His district includes Palos South Middle School and Palos West Elementary School in Palos Park, and Palos East Elementary in Palos Heights.

“In fact, most funding reform measures debated before the General Assembly actually reduced the few state dollars our schools receive. What Senate Bill 1 does include is a hold-harmless provision that would freeze our state aid at current levels.  That’s about as good as we can hope for in our area. Both the original version of the bill and the governor’s amendatory veto have the same impact on Palos 118.

          “Thanks to our board’s prudent financial management, regardless of what happens with Senate Bill 1, our schools will open on time and remain open during the impasse. Our school board had the foresight to save when it was able, so if a financial crisis hit, the school district could continue to operate using cash reserves. That financial crisis is now and that’s exactly what we will do,” said the superintendent.

          “Our hearts go out to those school districts reliant on state dollars to open and remain open.  Palos 118 stands ready to assist them in any way we can.  We urge our elected leaders to stop using school children as political pawns and do the job they were elected to do by adequately and equitably funding public schools,” Scarsella added.

Dr. Dawn Green, superintendent of Palos Heights School District 128, said that while her district is not as dependent on state funding as many other districts, it did feel the pinch caused by the lack of a state budget last year.

“We are not very reliant on state funding, we still get around nine percent of our total revenue from the state,” said Green, whose district includes Navaho Heights and Indian Hill schools, Chippewa Elementary School, and Independence Junior High.

“It affected us last year by giving us fewer payments than we were owed, so that we received less money from the state than we anticipated in our budget.  I am unsure about when these payments will be made up or when the ones we are supposed to get for this year will start. They are already so behind from last year. It does force us to more closely evaluate our expenditures and even put things on hold, depending upon the timing of the revenue coming in. It is something that we are constantly monitoring.”

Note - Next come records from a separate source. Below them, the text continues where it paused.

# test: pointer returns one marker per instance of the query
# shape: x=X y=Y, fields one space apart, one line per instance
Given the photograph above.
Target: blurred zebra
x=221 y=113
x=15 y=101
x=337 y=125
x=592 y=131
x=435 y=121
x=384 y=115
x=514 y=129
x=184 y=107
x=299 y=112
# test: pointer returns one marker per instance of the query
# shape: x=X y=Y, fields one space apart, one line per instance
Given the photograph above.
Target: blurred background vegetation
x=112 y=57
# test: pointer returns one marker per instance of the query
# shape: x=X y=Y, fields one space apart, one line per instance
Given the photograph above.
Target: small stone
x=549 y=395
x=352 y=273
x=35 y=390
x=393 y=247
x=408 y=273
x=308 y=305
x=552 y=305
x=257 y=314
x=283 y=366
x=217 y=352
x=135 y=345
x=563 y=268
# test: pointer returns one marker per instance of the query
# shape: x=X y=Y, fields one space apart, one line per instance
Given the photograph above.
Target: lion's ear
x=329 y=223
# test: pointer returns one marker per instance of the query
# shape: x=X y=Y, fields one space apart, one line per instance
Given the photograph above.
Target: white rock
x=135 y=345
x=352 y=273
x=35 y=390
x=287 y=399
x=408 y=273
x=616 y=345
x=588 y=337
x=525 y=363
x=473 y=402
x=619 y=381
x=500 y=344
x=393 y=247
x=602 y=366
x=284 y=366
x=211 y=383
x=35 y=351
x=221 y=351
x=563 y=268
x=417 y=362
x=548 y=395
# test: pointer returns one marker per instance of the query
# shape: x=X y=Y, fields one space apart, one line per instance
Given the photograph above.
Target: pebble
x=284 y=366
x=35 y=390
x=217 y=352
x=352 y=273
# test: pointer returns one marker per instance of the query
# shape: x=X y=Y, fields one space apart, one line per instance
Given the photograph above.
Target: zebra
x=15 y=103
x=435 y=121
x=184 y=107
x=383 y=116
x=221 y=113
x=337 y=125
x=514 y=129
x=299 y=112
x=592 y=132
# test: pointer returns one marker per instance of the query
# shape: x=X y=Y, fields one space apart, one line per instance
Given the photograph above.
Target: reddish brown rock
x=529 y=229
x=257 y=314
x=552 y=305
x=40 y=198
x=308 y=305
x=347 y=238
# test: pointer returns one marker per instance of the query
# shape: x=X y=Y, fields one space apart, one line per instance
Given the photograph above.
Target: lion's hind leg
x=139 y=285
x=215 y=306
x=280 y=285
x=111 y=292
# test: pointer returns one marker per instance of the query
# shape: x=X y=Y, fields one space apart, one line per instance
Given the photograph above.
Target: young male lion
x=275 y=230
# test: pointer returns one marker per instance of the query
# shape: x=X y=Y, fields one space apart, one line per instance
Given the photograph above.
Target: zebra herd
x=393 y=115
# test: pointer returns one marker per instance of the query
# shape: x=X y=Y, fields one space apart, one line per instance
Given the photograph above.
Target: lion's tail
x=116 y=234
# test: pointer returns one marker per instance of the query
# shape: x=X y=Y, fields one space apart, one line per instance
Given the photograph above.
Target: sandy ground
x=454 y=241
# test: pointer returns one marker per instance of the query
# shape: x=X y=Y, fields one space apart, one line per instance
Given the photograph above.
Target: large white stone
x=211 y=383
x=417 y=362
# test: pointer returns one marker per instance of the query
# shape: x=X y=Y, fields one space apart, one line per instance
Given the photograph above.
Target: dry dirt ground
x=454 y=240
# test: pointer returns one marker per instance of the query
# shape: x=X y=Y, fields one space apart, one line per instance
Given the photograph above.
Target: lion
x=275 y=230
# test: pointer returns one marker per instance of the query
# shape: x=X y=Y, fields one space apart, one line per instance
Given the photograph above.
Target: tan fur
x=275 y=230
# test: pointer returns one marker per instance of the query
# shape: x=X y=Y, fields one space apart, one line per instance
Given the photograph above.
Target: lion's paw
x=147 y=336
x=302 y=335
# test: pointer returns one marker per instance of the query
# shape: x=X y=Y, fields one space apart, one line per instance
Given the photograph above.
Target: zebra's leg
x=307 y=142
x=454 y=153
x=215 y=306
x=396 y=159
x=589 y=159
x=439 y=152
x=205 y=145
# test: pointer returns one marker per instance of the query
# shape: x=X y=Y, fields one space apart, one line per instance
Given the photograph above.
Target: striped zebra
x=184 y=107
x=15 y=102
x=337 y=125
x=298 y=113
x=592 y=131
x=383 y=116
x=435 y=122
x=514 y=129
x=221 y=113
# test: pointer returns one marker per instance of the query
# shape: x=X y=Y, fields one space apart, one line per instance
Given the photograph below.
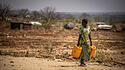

          Green said the state’s education funding situation creates the need to place “a greater reliance on local revenue from property taxes as well as other local revenue through organizations such as parent faculty association and local grant funding. Unfortunately, school districts who are far more reliant on state funding, are impacted at an even greater degree.”

          The situation in Springfield is being closely watched by leaders of high school districts as well.

“We are for fair and equitable funding for all schools, and it is the Legislature’s responsibility to provide funding for public education,” said Dr. James Gay, superintendent of School District 230, when asked about SB1 a few weeks ago, before Rauner’s amendatory veto. His district includes Stagg High School in Palos Hills, Sandburg High School in Orland Park and Andrew High School in Tinley Park.

“The important thing to us is that the funding bill in its current form, would have no negative impact on our district this year. It is a ‘holds-harmless’ type of language,” said John Lavelle, assistant superintendent for business services for District 230. But he added that, how the bill would affect funding in future years is still unclear.

“The concern is that to make sure that no district would lose any funding,” said Gay. “We totally agree that overall, there is just not enough state funding to go around. The main point is not to take money away from any district.”